A contrived and cliché-stuffed thriller such as “The Intruder” often forces me to suppress an urgent desire to shout rude things at the screen. So I must confess that I had a great time watching this very bad movie as a member of a very vocal preview audience that had been given carte blanche to provide full-throated running commentary.
The PR wizards had alerted the invitees: “For this screening, we are encouraging the audience to ‘watch out loud.’ Feel free to vocalize your reactions as loudly as you want while you watch!” No, really. Judging from how frequently folks seated nearby offered scornful groans, snarky observations and insulting appraisals of the characters’ intelligence, this was pretty much exactly the right place at precisely the right time to derive maximum enjoyment from this particular communal experience.
Your mileage, however, may vary.
Directed by Deon Taylor (“Traffik”), written by David Loughery (“Lakeview Terrace”), and filled to the brim with situations and confrontations recycled from dozens of other, much better films, “The Intruder” pivots on the travails endured by an attractive African American couple after they purchase an expensive, spacious — and yes, you guessed it, secluded — dwelling in the Napa Valley.
Mind you, Scott (Michael Ealy) and Annie (Meagan Good) don’t have to worry about termites or bad plumbing or even inconsistent Wi-Fi as they turn the ivy-covered, century-old house into a home of their own. Their problem — immediately evident to everyone else on screen except Annie — is the house’s previous owner, Charlie (Dennis Quaid), an aggressively engaging fellow who, despite his initial eagerness to sell, doesn’t seem quite ready to let go of the house and the grounds around it.

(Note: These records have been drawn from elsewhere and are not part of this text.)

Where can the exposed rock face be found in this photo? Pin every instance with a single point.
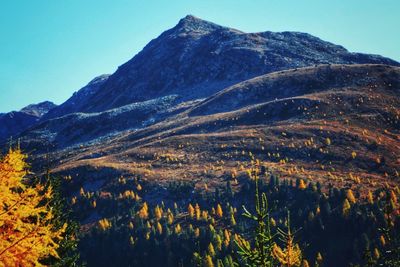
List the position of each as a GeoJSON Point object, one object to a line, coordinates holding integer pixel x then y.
{"type": "Point", "coordinates": [15, 122]}
{"type": "Point", "coordinates": [197, 58]}
{"type": "Point", "coordinates": [194, 60]}
{"type": "Point", "coordinates": [78, 100]}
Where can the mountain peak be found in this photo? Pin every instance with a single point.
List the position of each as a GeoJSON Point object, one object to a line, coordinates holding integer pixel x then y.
{"type": "Point", "coordinates": [38, 110]}
{"type": "Point", "coordinates": [192, 23]}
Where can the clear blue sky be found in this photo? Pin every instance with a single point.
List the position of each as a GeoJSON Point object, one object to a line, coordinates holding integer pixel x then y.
{"type": "Point", "coordinates": [49, 49]}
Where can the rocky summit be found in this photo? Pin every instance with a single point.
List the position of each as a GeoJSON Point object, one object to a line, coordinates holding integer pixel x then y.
{"type": "Point", "coordinates": [148, 154]}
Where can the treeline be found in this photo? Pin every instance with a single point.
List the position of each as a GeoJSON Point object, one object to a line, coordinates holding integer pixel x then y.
{"type": "Point", "coordinates": [35, 224]}
{"type": "Point", "coordinates": [333, 228]}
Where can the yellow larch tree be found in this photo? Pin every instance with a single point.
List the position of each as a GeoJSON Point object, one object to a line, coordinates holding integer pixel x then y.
{"type": "Point", "coordinates": [27, 233]}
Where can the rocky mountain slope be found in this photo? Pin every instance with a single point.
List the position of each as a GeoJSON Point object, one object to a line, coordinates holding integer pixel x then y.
{"type": "Point", "coordinates": [200, 98]}
{"type": "Point", "coordinates": [197, 58]}
{"type": "Point", "coordinates": [15, 122]}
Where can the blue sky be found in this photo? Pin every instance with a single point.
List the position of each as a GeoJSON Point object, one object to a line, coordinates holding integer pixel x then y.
{"type": "Point", "coordinates": [49, 49]}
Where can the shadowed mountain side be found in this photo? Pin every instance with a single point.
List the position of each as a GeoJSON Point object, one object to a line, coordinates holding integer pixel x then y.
{"type": "Point", "coordinates": [356, 108]}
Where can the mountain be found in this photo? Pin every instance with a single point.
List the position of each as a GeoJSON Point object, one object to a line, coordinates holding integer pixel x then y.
{"type": "Point", "coordinates": [197, 58]}
{"type": "Point", "coordinates": [78, 100]}
{"type": "Point", "coordinates": [159, 157]}
{"type": "Point", "coordinates": [201, 91]}
{"type": "Point", "coordinates": [15, 122]}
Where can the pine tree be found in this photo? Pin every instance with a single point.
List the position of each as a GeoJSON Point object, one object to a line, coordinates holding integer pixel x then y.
{"type": "Point", "coordinates": [219, 211]}
{"type": "Point", "coordinates": [291, 254]}
{"type": "Point", "coordinates": [208, 261]}
{"type": "Point", "coordinates": [261, 254]}
{"type": "Point", "coordinates": [191, 210]}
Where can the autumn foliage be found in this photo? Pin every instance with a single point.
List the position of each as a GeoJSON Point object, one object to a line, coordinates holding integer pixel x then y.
{"type": "Point", "coordinates": [27, 233]}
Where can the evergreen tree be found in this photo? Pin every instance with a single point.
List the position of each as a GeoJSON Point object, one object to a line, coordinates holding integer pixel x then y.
{"type": "Point", "coordinates": [261, 254]}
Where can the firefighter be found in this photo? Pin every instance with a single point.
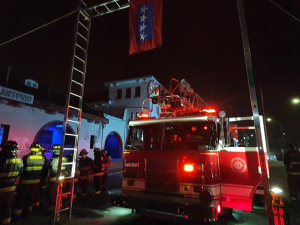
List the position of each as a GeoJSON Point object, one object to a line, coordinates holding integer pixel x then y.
{"type": "Point", "coordinates": [86, 167]}
{"type": "Point", "coordinates": [97, 171]}
{"type": "Point", "coordinates": [52, 183]}
{"type": "Point", "coordinates": [292, 162]}
{"type": "Point", "coordinates": [10, 168]}
{"type": "Point", "coordinates": [35, 170]}
{"type": "Point", "coordinates": [105, 165]}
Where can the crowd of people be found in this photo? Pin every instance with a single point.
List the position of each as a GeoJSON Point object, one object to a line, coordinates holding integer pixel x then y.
{"type": "Point", "coordinates": [22, 179]}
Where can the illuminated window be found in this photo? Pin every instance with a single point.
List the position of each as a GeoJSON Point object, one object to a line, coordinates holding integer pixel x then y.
{"type": "Point", "coordinates": [128, 93]}
{"type": "Point", "coordinates": [137, 91]}
{"type": "Point", "coordinates": [4, 130]}
{"type": "Point", "coordinates": [119, 94]}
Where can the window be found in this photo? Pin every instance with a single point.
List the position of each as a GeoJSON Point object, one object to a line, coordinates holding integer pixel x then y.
{"type": "Point", "coordinates": [4, 130]}
{"type": "Point", "coordinates": [128, 92]}
{"type": "Point", "coordinates": [119, 94]}
{"type": "Point", "coordinates": [137, 91]}
{"type": "Point", "coordinates": [200, 135]}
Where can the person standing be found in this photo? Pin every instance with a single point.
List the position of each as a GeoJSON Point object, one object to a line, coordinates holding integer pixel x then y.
{"type": "Point", "coordinates": [86, 167]}
{"type": "Point", "coordinates": [292, 162]}
{"type": "Point", "coordinates": [52, 183]}
{"type": "Point", "coordinates": [105, 165]}
{"type": "Point", "coordinates": [35, 170]}
{"type": "Point", "coordinates": [10, 168]}
{"type": "Point", "coordinates": [97, 171]}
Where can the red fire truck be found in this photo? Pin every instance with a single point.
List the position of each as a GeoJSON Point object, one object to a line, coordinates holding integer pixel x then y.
{"type": "Point", "coordinates": [190, 162]}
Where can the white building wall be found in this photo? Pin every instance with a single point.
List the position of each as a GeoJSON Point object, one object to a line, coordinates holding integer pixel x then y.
{"type": "Point", "coordinates": [26, 122]}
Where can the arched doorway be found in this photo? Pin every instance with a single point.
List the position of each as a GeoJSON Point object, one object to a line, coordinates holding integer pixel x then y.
{"type": "Point", "coordinates": [51, 134]}
{"type": "Point", "coordinates": [113, 145]}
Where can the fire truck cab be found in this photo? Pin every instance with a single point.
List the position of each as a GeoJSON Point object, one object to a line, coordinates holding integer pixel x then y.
{"type": "Point", "coordinates": [190, 163]}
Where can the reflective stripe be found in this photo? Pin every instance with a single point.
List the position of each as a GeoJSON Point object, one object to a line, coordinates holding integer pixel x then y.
{"type": "Point", "coordinates": [36, 204]}
{"type": "Point", "coordinates": [98, 174]}
{"type": "Point", "coordinates": [30, 181]}
{"type": "Point", "coordinates": [85, 168]}
{"type": "Point", "coordinates": [34, 168]}
{"type": "Point", "coordinates": [7, 189]}
{"type": "Point", "coordinates": [28, 209]}
{"type": "Point", "coordinates": [9, 174]}
{"type": "Point", "coordinates": [293, 173]}
{"type": "Point", "coordinates": [17, 211]}
{"type": "Point", "coordinates": [5, 221]}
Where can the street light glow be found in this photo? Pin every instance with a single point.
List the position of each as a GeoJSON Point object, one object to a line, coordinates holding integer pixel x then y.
{"type": "Point", "coordinates": [296, 100]}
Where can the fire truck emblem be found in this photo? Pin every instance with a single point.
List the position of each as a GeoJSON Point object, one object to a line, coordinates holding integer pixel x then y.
{"type": "Point", "coordinates": [238, 165]}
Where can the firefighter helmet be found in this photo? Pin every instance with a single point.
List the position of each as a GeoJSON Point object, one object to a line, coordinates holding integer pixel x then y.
{"type": "Point", "coordinates": [35, 147]}
{"type": "Point", "coordinates": [11, 146]}
{"type": "Point", "coordinates": [83, 152]}
{"type": "Point", "coordinates": [56, 148]}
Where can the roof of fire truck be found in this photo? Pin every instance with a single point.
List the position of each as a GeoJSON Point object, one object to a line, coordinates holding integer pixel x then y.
{"type": "Point", "coordinates": [153, 120]}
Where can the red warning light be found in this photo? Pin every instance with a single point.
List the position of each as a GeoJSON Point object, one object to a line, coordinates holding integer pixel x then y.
{"type": "Point", "coordinates": [209, 110]}
{"type": "Point", "coordinates": [144, 115]}
{"type": "Point", "coordinates": [188, 167]}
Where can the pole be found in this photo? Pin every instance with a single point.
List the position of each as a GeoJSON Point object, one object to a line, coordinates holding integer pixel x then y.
{"type": "Point", "coordinates": [7, 76]}
{"type": "Point", "coordinates": [254, 104]}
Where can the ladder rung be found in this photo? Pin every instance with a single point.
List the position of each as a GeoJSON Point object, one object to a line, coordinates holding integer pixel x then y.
{"type": "Point", "coordinates": [80, 47]}
{"type": "Point", "coordinates": [69, 163]}
{"type": "Point", "coordinates": [78, 70]}
{"type": "Point", "coordinates": [69, 148]}
{"type": "Point", "coordinates": [76, 82]}
{"type": "Point", "coordinates": [75, 95]}
{"type": "Point", "coordinates": [79, 58]}
{"type": "Point", "coordinates": [86, 16]}
{"type": "Point", "coordinates": [73, 121]}
{"type": "Point", "coordinates": [82, 36]}
{"type": "Point", "coordinates": [67, 178]}
{"type": "Point", "coordinates": [82, 25]}
{"type": "Point", "coordinates": [64, 209]}
{"type": "Point", "coordinates": [71, 134]}
{"type": "Point", "coordinates": [66, 193]}
{"type": "Point", "coordinates": [74, 107]}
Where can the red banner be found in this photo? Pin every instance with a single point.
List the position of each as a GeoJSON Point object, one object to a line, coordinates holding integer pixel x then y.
{"type": "Point", "coordinates": [145, 22]}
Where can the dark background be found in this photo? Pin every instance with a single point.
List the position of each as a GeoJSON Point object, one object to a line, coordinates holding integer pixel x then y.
{"type": "Point", "coordinates": [201, 43]}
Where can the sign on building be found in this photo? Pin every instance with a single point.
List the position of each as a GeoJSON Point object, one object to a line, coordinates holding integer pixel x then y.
{"type": "Point", "coordinates": [16, 95]}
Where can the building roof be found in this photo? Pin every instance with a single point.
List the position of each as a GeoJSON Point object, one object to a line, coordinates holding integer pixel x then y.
{"type": "Point", "coordinates": [48, 100]}
{"type": "Point", "coordinates": [131, 80]}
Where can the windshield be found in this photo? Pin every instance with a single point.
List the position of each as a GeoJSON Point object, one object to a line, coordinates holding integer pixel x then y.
{"type": "Point", "coordinates": [201, 135]}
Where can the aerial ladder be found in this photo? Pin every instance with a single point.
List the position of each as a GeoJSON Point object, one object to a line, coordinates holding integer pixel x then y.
{"type": "Point", "coordinates": [75, 93]}
{"type": "Point", "coordinates": [74, 99]}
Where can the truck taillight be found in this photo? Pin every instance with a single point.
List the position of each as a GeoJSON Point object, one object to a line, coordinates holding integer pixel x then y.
{"type": "Point", "coordinates": [218, 209]}
{"type": "Point", "coordinates": [188, 168]}
{"type": "Point", "coordinates": [205, 197]}
{"type": "Point", "coordinates": [132, 164]}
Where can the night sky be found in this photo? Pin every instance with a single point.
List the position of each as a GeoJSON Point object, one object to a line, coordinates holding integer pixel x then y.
{"type": "Point", "coordinates": [201, 43]}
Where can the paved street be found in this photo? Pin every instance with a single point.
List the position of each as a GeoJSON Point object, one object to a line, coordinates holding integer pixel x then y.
{"type": "Point", "coordinates": [96, 212]}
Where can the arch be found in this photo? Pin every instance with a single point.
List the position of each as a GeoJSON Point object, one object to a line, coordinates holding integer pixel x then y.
{"type": "Point", "coordinates": [51, 133]}
{"type": "Point", "coordinates": [113, 145]}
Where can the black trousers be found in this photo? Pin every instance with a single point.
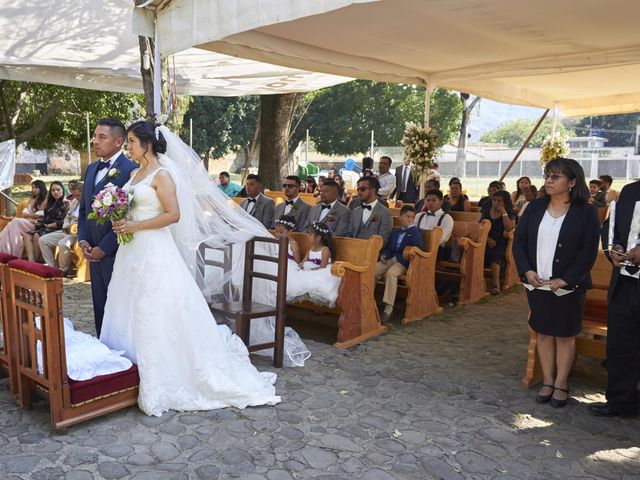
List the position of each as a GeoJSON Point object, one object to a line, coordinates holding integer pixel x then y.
{"type": "Point", "coordinates": [623, 346]}
{"type": "Point", "coordinates": [100, 277]}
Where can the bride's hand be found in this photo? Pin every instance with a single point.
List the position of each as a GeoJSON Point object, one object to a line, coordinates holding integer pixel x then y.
{"type": "Point", "coordinates": [125, 226]}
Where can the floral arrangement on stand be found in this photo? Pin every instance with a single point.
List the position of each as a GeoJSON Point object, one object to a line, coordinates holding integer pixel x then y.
{"type": "Point", "coordinates": [420, 145]}
{"type": "Point", "coordinates": [554, 147]}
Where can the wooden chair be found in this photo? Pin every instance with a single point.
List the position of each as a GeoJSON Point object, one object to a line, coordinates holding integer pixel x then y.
{"type": "Point", "coordinates": [36, 293]}
{"type": "Point", "coordinates": [420, 280]}
{"type": "Point", "coordinates": [355, 262]}
{"type": "Point", "coordinates": [466, 216]}
{"type": "Point", "coordinates": [592, 340]}
{"type": "Point", "coordinates": [245, 310]}
{"type": "Point", "coordinates": [8, 347]}
{"type": "Point", "coordinates": [472, 238]}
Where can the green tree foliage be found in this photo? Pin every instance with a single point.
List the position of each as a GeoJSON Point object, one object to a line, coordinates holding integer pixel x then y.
{"type": "Point", "coordinates": [618, 129]}
{"type": "Point", "coordinates": [46, 115]}
{"type": "Point", "coordinates": [340, 118]}
{"type": "Point", "coordinates": [515, 132]}
{"type": "Point", "coordinates": [221, 124]}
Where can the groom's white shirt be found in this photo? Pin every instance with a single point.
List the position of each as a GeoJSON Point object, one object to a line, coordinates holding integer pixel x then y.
{"type": "Point", "coordinates": [101, 174]}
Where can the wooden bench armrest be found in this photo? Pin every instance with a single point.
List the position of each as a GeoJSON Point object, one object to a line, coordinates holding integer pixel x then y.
{"type": "Point", "coordinates": [339, 268]}
{"type": "Point", "coordinates": [410, 253]}
{"type": "Point", "coordinates": [466, 242]}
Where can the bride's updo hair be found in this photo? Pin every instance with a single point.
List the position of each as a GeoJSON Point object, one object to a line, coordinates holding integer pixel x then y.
{"type": "Point", "coordinates": [145, 131]}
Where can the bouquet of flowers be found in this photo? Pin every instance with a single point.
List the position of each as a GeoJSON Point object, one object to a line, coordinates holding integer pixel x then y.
{"type": "Point", "coordinates": [112, 204]}
{"type": "Point", "coordinates": [554, 147]}
{"type": "Point", "coordinates": [420, 145]}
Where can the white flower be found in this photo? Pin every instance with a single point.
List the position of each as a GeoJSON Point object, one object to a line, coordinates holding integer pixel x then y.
{"type": "Point", "coordinates": [107, 199]}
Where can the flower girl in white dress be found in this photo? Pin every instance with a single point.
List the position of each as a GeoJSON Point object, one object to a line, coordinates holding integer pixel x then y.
{"type": "Point", "coordinates": [313, 279]}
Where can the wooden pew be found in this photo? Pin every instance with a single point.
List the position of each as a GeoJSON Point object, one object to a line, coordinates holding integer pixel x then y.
{"type": "Point", "coordinates": [8, 348]}
{"type": "Point", "coordinates": [36, 291]}
{"type": "Point", "coordinates": [466, 216]}
{"type": "Point", "coordinates": [592, 340]}
{"type": "Point", "coordinates": [472, 238]}
{"type": "Point", "coordinates": [355, 262]}
{"type": "Point", "coordinates": [420, 280]}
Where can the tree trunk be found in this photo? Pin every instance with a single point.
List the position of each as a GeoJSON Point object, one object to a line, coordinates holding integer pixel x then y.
{"type": "Point", "coordinates": [461, 155]}
{"type": "Point", "coordinates": [276, 112]}
{"type": "Point", "coordinates": [147, 76]}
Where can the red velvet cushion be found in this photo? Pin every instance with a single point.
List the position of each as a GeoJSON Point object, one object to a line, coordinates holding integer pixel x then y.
{"type": "Point", "coordinates": [6, 257]}
{"type": "Point", "coordinates": [34, 268]}
{"type": "Point", "coordinates": [84, 390]}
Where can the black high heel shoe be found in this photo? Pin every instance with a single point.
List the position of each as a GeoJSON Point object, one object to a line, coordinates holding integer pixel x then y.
{"type": "Point", "coordinates": [545, 398]}
{"type": "Point", "coordinates": [555, 403]}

Although he plans to move to Florida and live near his daughter — or so he says — Charlie keeps showing up unannounced at the couple’s front door, proffering food, wine and/or advice, or taking it upon himself to tackle chores like mowing the lawn or mounting Christmas decorations. Scott’s uneasiness gives way to annoyance, and then to ultimatums, as Charlie continues to make visits that, more often than not, are timed to occur while Scott is off at work in San Francisco. But Annie repeatedly dismisses her husband’s suspicions as unfounded, and at one point actually invites Charlie inside to share pizza while Scott is elsewhere. It takes quite a while for her to finally make the connection between Mr. Nice Guy and the strange sounds she hears throughout the house late at night.
(Remember the aforementioned appraisals of the characters’ intelligence? You probably won’t be shocked to learn that, during the preview screening, the nastiest hectoring was directed at Annie.)
At times, “The Intruder” plays like a muffled echo of “Cold Creek Manor,” a 2003 thriller in which Quaid was the protagonist dealing with his home’s too-helpful previous owner (Stephen Dorff). This time, Quaid is the one who gets to gradually amp up the craziness, and he appears to take ever-increasing delight in feasting upon the scenery as Charlie edges near, then swan-dives into, the deep end. Unfortunately, there’s nothing mysterious or unexpected to his performance, just a gradual escalation of nervous tics, territorial obsessions and, ultimately, unhinged fury.
Indeed, “The Intruder” offers few surprises of any sort. Joseph Sikora periodically pops up as Mike, Scott’s uninhibited workplace colleague, the type of character who, in a movie like this, seldom makes it to the final reel. In this case, Mike comes off so obviously as meat for the grinder right from the start, you may grow impatient waiting for his fate to be sealed. On the other hand, if you see this movie with the right kind of audience, you may be amused by the cheering that erupts when the hammer, or something equally lethal, finally does come down.